This proof seems odd to me. I have come to the conclusion that I will use induction. I would like to see a smoother way or just some improvements on my technique.
Let $f:A\rightarrow B$ be a function between two finite sets of equal cardinality. Show that $f$ is surjective if and only if it is injective.
To start, I will show that a surjection implies an injection using induction. I will dismiss the cases that both sets are empty or contain one element as being trivial (essentially vacuously true).
Assume $|A| \geq 2$, $|B| \geq 2$, $|A| = n = |B|$, and $f:A \rightarrow B$ is a surjection. For the base case, let $n = 2$.
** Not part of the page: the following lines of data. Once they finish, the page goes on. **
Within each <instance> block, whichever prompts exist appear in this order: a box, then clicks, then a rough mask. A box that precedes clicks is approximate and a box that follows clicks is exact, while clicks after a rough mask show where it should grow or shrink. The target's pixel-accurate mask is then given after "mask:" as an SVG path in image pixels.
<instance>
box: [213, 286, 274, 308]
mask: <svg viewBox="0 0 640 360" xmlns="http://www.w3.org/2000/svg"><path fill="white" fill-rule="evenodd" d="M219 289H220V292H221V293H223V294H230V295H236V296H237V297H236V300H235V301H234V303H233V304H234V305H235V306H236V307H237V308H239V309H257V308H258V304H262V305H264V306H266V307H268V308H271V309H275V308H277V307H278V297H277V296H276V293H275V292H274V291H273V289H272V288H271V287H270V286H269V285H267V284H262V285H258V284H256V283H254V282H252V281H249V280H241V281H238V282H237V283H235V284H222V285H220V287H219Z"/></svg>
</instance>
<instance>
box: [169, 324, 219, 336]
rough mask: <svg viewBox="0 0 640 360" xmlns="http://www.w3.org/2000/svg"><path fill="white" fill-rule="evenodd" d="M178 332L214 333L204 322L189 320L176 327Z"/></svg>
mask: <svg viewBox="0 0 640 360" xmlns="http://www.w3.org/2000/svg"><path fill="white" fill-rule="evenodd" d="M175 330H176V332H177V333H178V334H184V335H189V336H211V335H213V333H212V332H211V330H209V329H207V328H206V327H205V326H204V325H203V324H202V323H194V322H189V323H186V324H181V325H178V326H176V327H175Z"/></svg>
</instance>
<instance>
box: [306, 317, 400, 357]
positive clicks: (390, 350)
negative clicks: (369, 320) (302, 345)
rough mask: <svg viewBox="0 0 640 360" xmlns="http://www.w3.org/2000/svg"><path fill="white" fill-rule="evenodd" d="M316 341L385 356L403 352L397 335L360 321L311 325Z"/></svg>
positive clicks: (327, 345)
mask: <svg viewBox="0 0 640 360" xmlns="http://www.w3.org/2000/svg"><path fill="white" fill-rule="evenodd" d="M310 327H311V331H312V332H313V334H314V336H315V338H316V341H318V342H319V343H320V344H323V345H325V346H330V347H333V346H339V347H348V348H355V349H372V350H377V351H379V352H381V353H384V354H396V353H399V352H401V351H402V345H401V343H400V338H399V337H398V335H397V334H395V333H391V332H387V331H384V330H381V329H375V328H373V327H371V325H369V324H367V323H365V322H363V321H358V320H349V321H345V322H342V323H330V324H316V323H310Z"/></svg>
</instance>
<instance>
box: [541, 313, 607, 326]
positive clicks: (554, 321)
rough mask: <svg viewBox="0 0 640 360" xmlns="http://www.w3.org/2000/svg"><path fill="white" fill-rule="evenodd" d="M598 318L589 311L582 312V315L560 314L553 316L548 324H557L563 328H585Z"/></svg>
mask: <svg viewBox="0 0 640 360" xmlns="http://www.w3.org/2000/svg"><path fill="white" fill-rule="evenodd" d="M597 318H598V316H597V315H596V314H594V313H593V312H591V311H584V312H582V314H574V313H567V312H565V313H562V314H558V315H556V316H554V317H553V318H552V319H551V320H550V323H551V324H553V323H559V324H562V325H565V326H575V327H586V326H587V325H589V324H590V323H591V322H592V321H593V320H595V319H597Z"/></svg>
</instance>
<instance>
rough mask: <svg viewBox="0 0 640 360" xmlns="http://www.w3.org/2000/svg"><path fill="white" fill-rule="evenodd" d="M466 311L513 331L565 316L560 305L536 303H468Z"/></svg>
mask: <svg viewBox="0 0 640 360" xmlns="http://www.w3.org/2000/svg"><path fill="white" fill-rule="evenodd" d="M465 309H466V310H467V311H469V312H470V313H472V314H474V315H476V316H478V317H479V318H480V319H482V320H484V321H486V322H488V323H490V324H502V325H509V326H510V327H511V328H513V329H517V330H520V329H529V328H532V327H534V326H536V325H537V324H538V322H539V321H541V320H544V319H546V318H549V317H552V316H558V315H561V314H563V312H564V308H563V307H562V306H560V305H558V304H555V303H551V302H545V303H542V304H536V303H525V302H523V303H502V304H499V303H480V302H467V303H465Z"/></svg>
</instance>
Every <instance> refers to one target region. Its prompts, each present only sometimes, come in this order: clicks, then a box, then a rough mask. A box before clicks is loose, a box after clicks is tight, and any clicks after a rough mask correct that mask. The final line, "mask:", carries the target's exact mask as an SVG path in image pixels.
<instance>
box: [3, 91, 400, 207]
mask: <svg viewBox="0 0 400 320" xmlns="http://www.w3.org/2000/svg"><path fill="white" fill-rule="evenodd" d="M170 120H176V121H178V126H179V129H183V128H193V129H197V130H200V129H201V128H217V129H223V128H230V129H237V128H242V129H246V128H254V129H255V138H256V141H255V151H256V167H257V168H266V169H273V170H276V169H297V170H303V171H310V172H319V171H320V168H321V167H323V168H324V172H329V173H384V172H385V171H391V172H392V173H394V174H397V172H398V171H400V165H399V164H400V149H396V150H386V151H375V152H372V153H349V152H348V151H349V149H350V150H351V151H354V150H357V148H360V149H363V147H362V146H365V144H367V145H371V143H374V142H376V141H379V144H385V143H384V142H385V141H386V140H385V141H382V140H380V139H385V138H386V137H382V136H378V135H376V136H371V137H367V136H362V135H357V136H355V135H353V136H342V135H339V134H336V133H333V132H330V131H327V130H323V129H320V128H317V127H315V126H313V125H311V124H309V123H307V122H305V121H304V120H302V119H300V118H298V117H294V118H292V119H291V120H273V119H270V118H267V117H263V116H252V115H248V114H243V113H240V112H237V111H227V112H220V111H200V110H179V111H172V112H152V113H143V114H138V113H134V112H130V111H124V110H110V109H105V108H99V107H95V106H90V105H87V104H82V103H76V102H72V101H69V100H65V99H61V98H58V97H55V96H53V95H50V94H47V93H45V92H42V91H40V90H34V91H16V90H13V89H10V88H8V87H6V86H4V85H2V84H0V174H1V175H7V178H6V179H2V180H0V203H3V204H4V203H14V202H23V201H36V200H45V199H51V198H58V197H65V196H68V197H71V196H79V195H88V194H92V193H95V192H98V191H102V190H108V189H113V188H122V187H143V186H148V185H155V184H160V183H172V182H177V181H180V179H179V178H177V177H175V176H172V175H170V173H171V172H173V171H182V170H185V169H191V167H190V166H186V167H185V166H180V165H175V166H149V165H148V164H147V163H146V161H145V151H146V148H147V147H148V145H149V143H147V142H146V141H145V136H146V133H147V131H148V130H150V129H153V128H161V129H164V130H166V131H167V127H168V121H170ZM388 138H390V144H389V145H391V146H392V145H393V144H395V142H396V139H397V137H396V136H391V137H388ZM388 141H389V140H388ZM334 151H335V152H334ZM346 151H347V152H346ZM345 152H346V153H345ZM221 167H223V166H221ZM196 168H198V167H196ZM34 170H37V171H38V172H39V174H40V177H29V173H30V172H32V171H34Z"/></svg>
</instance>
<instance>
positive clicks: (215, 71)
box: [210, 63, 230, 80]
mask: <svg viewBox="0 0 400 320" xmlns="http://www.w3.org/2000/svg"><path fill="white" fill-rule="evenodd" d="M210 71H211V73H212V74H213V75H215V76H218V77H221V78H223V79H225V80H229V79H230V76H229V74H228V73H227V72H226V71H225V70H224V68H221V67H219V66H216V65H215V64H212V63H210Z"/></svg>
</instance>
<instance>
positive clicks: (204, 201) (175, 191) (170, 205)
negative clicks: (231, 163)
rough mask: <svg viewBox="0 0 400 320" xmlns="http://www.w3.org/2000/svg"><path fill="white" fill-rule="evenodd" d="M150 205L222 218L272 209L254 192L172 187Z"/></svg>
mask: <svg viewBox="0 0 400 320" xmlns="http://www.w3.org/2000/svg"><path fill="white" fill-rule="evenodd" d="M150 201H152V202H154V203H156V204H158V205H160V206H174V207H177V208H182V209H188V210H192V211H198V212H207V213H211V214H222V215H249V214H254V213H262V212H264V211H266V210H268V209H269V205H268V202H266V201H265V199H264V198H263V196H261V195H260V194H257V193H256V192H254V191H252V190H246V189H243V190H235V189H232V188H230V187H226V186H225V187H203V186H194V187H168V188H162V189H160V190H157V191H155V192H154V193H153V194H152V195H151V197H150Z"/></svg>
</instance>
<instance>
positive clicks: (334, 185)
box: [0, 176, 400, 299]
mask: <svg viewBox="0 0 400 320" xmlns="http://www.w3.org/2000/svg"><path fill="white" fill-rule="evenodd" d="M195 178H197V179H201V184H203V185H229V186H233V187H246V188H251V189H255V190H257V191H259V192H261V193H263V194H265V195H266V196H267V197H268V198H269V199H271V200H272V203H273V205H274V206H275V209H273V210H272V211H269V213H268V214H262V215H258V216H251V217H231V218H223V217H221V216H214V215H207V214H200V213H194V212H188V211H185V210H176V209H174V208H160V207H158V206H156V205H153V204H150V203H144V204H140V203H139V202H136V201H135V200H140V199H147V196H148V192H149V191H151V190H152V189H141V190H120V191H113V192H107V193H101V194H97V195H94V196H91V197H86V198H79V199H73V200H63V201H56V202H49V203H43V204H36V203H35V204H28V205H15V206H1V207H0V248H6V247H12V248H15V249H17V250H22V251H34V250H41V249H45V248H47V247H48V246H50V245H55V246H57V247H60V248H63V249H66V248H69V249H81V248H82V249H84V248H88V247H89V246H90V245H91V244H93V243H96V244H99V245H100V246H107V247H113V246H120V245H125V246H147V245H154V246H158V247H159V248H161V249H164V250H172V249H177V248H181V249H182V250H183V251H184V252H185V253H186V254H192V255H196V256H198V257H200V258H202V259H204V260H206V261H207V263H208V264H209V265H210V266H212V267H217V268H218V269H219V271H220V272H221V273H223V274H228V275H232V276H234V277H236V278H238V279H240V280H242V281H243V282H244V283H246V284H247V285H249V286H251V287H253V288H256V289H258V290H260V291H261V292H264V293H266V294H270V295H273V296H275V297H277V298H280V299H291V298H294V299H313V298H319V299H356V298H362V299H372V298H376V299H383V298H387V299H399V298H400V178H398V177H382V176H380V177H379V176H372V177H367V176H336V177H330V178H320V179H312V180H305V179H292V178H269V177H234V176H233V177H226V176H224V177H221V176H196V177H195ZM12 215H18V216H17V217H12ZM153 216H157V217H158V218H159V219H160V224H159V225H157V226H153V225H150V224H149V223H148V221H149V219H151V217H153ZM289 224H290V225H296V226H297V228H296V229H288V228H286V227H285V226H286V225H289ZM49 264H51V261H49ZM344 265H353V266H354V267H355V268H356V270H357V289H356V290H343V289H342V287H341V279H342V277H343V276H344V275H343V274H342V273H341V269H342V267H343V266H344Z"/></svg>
There are two elements in both $A$ and $B$. Due to surjection, every element $b \in B$ must be mapped to, through $f$, by at least one element $a \in A$. If each of the two elements in $B$ were mapped to by the same element in $A$, the definition of function would be violated. Therefore, they are mapped to by unique elements in $A$. Thus, for $f(p), f(q) \in B$, if $f(p) = f(q)$, it must be true that $p = q$ so $f$ is injective.
Now assume that the surjection implies an injection for $n \geq 2$. We must show this to be true for $|A| = n + 1 = |B|$. Since it is true for $|A| = n = |B|$, the $n + 1$ case represents the addition of one new element to both $A$ and $B$. The new element in $B$ cannot be mapped to any other element in $A$ except for the new one. If mapped to by an old one, the definition of function would be violated. It must be mapped to by something since $f$ is surjective, hence it must be the new element. Finally, the new element in $A$ cannot be mapped to an old element in $B$ because it is unique and the previous $B$ was shown to be injective.
This is a very wordy and awkward proof in my opinion. I have been out of proofs for a long time. I would like to see one that is more clear or seek validation if there isn't. I know that I have only completed half of the proof and have yet to go the other way.